B. B. KING: MY KIND OF BLUES (1960)
1) You Done Lost Your Good Thing Now; 2) Mr. Pawn Broker; 3) Understand; 4) Someday Baby; 5) Driving Wheel; 6) Walking Dr. Bill; 7) My Own Fault, Darling; 8) Cat Fish Blues; 9) Hold That Train; 10) Please Set A Date.
Somewhat of a turning point on B. B.'s personal highway; according to his own memory (which has little choice but to be trusted, given an utter lack of independent sources), this was his first album recorded as a proper album — over one single recording session with one single small backing band — and in full accordance with his own vision of the blues. My Kind Of Blues indeed: the title is far more meaningful in this instance than all the Great B. B. Kings in the world.
It is not hard to believe the story. If you want to hear a fresh, young, not-yet-overweight B. B. King sing and play stark blues — no lounge entertainment, no spirituals, no experimentation with teenage music styles etc. — My Kind Of Blues is the obvious choice. There is no single particular standout; technically, the «heavy» bit is the opening number, 'You Done Lost Your Good Thing Now', which takes five minutes of intense build-up to deliver its point, but it is hardly any more jaw-dropping than the rest of the record.
Which is hardly jaw-dropping at all, to tell the truth, but merely one of those basic delights which make the enlightened blues fan happy. All 12-bar, all formula-worshipping, but with B. B. acting in the role of B. B. to fill in the function variable, My Kind Of Blues is unassailable as long as we agree that B. B.'s guitar playing style itself is unassailable.
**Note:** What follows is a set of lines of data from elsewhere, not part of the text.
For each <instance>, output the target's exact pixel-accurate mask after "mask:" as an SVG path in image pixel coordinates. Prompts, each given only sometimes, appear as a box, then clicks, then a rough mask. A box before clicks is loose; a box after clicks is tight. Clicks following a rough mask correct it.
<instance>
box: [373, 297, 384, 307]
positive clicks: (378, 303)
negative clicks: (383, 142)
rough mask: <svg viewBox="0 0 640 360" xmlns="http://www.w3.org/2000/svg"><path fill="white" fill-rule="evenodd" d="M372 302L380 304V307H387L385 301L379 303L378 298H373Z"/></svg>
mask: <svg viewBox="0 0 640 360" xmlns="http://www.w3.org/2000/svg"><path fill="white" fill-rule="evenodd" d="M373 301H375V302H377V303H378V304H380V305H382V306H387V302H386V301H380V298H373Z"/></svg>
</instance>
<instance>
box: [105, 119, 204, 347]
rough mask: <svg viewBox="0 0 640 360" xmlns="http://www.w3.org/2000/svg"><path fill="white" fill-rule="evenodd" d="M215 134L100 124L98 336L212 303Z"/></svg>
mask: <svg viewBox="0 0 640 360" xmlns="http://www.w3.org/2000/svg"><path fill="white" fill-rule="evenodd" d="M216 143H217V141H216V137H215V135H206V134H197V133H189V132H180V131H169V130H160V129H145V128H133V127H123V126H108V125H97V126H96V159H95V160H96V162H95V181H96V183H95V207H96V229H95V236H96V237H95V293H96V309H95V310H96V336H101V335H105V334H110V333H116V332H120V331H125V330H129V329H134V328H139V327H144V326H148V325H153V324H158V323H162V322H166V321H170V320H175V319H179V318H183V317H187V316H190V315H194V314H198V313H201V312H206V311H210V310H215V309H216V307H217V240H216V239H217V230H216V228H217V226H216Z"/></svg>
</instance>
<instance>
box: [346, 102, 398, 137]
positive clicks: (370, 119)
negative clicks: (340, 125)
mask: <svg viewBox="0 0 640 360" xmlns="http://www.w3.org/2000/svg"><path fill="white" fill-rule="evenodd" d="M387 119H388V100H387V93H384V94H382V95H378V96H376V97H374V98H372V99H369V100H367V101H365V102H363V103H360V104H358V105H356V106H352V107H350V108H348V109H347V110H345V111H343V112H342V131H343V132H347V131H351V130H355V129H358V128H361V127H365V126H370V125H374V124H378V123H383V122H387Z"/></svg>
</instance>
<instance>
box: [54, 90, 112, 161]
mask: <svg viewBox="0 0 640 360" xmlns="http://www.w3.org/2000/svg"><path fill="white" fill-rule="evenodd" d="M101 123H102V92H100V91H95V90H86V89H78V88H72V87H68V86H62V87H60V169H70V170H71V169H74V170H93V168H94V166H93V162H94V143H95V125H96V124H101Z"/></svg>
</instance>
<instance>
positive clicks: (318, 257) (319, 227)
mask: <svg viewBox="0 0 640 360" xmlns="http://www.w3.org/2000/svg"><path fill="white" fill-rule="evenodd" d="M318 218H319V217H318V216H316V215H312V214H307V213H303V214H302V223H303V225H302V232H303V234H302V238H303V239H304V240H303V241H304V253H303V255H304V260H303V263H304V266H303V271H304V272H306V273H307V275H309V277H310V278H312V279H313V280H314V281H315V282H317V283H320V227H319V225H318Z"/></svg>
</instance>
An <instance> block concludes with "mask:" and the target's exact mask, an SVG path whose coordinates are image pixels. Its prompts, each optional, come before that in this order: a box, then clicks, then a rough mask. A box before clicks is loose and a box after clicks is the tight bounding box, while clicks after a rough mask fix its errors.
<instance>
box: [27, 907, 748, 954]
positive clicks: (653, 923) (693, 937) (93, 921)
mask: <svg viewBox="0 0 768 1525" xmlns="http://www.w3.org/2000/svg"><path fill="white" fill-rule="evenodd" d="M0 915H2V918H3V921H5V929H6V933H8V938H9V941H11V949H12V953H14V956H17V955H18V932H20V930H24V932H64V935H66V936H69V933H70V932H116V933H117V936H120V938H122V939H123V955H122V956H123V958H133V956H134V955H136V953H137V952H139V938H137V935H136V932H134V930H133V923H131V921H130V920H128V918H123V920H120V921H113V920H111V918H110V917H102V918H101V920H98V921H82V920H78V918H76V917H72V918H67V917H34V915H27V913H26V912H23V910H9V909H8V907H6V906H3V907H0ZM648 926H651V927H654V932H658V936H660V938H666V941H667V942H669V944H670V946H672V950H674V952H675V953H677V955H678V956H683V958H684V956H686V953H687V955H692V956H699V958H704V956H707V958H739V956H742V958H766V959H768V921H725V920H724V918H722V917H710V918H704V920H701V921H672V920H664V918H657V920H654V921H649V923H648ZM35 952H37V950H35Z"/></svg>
Because, finally, he is given plenty of room to express himself, unconfined to the limitations of the 2:30 single and unhampered by any fat brass section.
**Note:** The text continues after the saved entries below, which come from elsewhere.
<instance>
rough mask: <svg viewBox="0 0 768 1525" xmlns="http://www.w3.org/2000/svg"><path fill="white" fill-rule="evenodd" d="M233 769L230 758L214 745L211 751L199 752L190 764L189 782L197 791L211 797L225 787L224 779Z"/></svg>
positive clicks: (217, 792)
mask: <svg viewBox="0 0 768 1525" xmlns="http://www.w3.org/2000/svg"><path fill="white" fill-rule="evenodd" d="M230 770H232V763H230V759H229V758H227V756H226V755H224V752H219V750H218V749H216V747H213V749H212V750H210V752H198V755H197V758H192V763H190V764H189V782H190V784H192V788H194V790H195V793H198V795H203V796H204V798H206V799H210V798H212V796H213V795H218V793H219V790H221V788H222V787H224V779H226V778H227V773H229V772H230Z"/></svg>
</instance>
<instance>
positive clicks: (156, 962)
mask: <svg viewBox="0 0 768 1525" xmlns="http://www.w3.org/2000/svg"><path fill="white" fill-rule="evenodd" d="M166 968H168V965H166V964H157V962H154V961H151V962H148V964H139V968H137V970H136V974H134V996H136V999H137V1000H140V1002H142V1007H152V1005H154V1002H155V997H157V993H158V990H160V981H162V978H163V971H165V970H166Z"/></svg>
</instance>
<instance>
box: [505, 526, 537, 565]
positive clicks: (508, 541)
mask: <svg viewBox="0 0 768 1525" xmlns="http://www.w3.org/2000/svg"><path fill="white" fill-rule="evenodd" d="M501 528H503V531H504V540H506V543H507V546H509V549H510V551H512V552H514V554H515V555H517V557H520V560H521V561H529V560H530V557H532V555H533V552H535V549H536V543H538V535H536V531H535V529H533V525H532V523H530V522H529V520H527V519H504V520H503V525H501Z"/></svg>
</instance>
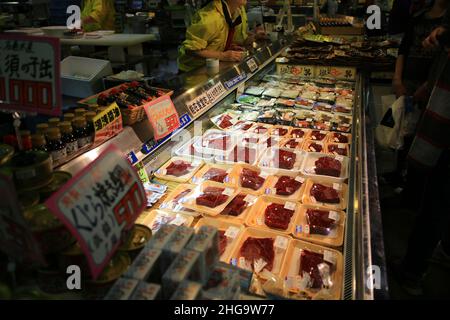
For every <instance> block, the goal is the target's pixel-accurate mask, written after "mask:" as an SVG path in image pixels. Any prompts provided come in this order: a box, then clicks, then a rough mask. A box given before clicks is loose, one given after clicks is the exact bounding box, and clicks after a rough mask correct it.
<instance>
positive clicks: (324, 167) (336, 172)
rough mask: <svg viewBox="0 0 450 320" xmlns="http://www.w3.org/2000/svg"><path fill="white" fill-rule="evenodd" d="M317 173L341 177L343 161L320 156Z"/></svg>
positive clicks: (317, 164) (327, 175) (315, 163)
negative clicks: (341, 171) (342, 162)
mask: <svg viewBox="0 0 450 320" xmlns="http://www.w3.org/2000/svg"><path fill="white" fill-rule="evenodd" d="M315 165H316V169H315V171H316V173H317V174H320V175H325V176H332V177H339V176H340V175H341V168H342V165H341V162H340V161H339V160H336V159H333V158H331V157H320V158H319V159H317V160H316V162H315Z"/></svg>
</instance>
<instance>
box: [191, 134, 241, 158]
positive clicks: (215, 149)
mask: <svg viewBox="0 0 450 320" xmlns="http://www.w3.org/2000/svg"><path fill="white" fill-rule="evenodd" d="M236 144H237V136H235V135H233V134H231V133H230V132H225V131H220V130H215V129H211V130H208V131H206V132H205V133H204V134H203V136H202V139H201V140H197V141H195V143H194V148H195V150H197V152H203V153H205V152H206V153H211V154H214V155H226V154H228V153H229V152H230V151H231V150H233V148H234V147H235V146H236Z"/></svg>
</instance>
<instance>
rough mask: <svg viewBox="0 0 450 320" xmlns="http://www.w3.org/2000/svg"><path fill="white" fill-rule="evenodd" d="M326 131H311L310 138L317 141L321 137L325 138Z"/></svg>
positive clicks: (319, 139) (323, 138)
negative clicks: (310, 136)
mask: <svg viewBox="0 0 450 320" xmlns="http://www.w3.org/2000/svg"><path fill="white" fill-rule="evenodd" d="M325 136H326V133H322V132H320V131H318V130H314V131H313V132H311V139H313V140H317V141H322V140H323V139H325Z"/></svg>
Come to think of it, the first thirty seconds of 'You Done Lost...' may almost be announcing the start of a new era for the electric guitar — that of the loud, pompous, soulful blues guitar introduction, abused by millions since then but, arguably, never truly surpassed. And although none of the solos that King plays on this album are as flashy as the ones he would soon be throwing around on stage, most of them deserve to be listened to with special attention. Sometimes he starts playing against the melody. Sometimes he toys around with the volume, puncturing the value of short bits of silence within long bits of loudness. All of the time he is being flawless — not a single mistake, not a single clumsy transition, and all this within lengthy series of relatively complex licks that explore all the possibilities offered to them by the limited time frame.
All of this has been replicated and surpassed many times since 1960, so that today My Kind Of Blues can be revered only for its historical importance. But enjoyed it can be purely for itself. Unquestionably a thumbs up.